Saturday, June 18, 2011

Father's Day

Last Father's Day Israel weighed twenty-four pounds and clung to my husband, calling him Papa in a tiny French accent.  I couldn't pry him off his Papa.  And he was so sick, he had night sweats from TB, and he slept on Scotty all night, soaking him and kicking him.  There are many good reasons for newborns to be small.  Israel, when he was newborn to us, wasn't small, and his kicks landed and bruised us, and we hadn't had any time to learn to love him yet.  Adoption can be a difficult road.

We didn't go anywhere to celebrate Father's Day because we were in shock just like brand new parents with a newborn.  We worried all the time that we were freaking him out.  We shouldn't have worried so much.  He was totally freaked out, but he has almost no memory of it at all.

We took him to Vermont.  Papa taught him to fish, and he taught him to swim.  Papa played shark with him in the water, and let him ride on his back and play whale-rider.  Papa was the father in the pool with whom all the other kids tried to play.  Papa also taught him to ski.  Now Izzy wants to learn to snowboard, and he just calls him Pop.

Israel had a low of awe for Scott when they first got home.  Scott ran a mile, carrying luggage and Izzy on his back, at the airport to make the plane.  Scott carried Israel out of the Congo and fed him pizza.  Now Israel knows that I am the person who will feed him, but he is starting to grasp the idea that even though I buy and cook all the food, it is Pop's money that pays for it all.  In this year's Father's Day card, he thanked him for Costco.  

Here are a few things that Scott did as a parent for Israel this year.  He sent him to violin school.  Israel had music theory classes, group music lessons, and private lessons all year long, and he is now learning his seventh song.  Scott attended his two big concerts, including one at Carnegie Hall, plus three recitals.  Scott also had Israel converted to Judaism with a ritual mikveh bath and a naming ceremony.  He paid for small group French classes every week.  He also spends time with him over the weekends and in the mornings before work when they play ball or ride bikes in the park.  Scott has stood by Israel in the emergency room and shared his iPad with him.  Most of all, Scott supports our choice to keep our family as close as we can  through homeschooling.  So Israel was not sent to daycare or preschool this year, and he won't be starting kindergarten in the fall.  He is with his brother Eddie and me all day long, and we try to help him learn what he wants to learn.  The most important thing Scott is helping him to learn is that we are his family.  

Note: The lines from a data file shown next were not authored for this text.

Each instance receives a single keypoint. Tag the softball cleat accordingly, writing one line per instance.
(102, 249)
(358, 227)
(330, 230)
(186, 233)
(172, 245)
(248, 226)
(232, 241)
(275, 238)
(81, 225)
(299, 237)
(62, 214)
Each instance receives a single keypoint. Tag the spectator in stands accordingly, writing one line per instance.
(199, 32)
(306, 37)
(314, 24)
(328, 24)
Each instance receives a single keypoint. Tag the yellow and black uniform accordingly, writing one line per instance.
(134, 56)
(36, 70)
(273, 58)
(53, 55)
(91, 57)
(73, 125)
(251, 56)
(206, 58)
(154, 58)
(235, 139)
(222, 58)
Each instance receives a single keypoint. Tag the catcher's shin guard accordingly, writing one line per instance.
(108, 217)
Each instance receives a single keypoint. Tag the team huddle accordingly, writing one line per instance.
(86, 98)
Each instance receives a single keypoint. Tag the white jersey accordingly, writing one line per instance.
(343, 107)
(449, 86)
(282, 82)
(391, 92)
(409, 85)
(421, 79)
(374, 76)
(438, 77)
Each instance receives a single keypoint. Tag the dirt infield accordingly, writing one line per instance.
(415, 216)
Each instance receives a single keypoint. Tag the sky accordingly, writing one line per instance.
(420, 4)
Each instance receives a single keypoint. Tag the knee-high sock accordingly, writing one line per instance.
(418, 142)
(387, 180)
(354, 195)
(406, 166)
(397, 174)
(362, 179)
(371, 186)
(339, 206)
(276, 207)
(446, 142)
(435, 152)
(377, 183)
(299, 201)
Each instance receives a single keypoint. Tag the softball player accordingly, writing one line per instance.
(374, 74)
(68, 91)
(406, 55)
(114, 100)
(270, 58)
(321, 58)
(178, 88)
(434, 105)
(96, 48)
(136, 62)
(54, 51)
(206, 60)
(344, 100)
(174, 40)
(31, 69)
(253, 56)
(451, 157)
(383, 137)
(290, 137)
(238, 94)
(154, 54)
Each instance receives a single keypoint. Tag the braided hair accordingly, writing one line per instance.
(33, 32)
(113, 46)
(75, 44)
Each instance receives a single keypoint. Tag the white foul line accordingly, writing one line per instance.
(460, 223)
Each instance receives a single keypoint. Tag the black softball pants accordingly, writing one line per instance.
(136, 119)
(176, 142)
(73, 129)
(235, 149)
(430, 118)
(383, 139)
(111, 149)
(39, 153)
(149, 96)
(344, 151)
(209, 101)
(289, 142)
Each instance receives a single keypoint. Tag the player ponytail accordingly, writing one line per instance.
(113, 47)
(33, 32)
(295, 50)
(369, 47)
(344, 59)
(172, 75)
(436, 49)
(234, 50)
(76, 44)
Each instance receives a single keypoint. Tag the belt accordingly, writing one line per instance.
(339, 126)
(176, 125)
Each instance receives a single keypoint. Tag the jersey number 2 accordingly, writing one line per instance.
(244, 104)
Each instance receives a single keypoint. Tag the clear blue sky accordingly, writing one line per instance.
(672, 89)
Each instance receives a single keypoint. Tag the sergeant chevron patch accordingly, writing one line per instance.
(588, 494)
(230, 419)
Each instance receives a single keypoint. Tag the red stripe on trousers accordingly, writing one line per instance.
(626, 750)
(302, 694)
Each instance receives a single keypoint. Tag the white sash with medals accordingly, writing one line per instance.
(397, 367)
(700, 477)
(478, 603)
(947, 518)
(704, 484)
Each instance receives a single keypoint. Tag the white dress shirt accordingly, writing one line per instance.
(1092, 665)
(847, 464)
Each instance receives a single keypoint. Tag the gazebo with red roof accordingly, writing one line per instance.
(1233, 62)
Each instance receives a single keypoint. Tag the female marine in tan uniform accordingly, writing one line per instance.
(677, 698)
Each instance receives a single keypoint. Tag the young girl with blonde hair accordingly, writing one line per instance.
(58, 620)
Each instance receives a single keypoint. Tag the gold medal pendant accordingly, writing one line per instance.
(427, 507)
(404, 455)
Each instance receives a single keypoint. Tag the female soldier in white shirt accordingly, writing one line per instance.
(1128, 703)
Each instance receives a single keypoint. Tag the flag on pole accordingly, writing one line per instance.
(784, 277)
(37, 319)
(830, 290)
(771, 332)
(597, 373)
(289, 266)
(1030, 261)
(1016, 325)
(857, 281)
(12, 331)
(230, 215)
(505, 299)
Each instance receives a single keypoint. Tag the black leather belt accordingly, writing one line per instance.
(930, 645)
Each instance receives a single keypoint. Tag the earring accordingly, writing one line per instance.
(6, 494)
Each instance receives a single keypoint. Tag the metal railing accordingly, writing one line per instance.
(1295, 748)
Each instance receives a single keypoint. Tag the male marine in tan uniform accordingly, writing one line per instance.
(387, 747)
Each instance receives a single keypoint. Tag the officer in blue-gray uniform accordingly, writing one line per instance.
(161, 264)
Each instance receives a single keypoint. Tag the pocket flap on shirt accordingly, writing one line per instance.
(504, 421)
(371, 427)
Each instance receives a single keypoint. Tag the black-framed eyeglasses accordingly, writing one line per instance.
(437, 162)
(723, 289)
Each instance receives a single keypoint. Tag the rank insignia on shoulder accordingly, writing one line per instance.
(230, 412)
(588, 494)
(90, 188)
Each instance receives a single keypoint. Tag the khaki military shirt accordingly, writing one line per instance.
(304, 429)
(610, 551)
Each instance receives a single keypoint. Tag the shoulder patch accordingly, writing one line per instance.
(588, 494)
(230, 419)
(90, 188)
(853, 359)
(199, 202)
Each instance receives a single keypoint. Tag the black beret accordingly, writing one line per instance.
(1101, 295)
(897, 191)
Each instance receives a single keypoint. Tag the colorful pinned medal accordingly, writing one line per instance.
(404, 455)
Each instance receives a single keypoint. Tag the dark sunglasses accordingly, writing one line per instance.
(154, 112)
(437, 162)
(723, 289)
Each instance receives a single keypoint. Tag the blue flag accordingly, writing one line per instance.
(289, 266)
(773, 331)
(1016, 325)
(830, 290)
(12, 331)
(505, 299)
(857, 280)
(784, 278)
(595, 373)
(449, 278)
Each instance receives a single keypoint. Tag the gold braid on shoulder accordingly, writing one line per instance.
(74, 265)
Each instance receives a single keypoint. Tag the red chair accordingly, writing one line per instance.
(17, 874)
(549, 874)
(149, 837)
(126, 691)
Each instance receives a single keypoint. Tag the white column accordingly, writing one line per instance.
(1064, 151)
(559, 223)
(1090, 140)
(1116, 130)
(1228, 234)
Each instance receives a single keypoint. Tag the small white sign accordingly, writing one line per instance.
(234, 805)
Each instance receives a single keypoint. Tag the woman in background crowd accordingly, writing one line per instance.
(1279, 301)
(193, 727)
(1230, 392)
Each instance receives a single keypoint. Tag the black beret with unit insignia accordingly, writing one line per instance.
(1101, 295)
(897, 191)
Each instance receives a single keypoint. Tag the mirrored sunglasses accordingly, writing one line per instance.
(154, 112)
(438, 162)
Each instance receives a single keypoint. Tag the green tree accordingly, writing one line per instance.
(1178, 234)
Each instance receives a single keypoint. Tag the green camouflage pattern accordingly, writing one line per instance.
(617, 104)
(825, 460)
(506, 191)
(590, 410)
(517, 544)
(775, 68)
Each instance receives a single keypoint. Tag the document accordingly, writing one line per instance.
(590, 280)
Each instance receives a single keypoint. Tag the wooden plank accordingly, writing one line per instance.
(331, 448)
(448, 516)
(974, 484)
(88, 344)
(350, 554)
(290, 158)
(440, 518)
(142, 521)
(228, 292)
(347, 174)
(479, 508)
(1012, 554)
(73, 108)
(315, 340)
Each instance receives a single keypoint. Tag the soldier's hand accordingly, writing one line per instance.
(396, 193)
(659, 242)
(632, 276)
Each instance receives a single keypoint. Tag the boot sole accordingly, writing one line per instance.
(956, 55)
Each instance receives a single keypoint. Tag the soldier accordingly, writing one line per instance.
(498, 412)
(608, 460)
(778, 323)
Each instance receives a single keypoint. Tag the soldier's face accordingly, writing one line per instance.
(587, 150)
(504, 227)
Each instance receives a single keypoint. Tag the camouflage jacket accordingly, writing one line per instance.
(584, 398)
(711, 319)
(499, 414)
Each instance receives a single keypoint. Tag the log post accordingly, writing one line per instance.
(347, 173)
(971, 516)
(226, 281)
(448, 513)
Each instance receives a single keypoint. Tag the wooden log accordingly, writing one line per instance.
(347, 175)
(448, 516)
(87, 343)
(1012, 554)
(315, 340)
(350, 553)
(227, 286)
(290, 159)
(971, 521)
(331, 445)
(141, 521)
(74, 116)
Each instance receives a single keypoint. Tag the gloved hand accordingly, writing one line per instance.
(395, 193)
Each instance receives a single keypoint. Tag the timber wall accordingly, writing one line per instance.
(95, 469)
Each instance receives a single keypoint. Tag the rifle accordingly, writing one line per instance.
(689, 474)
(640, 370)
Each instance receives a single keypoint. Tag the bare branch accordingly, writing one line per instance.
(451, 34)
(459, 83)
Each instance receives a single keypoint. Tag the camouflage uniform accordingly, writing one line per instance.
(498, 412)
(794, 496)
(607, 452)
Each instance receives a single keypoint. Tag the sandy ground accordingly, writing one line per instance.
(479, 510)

This Father's Day Israel weighs forty-six pounds and really looks like the five year old that he is.  He is cured of TB.  He has lost his little French accent.  Not a newborn anymore.  No longer new to us either.  He is our Izzy.  He still insists we are not his real family, and he threatens to leave us the minute he turns eighteen, but the next moment he is hugging us and hanging on us and hard to pry off, telling us how much he loves us.

One of the first things that Eddie did when Israel arrived was to sing to him from the Broadway show, Oliver! "Consider yourself at home!  Consider yourself part of the family!"  So Izzy quickly got to love that music, and I'll never forget when Scott sat down to dinner one night, and Izzy sang to him.  "I'll do anything, for you, dear, anything, for you mean everything to me!"

I hope for Father's Day that Izzy will sing it again, or if not, at least Scott can remember it as part of his first year as Izzy's Pop.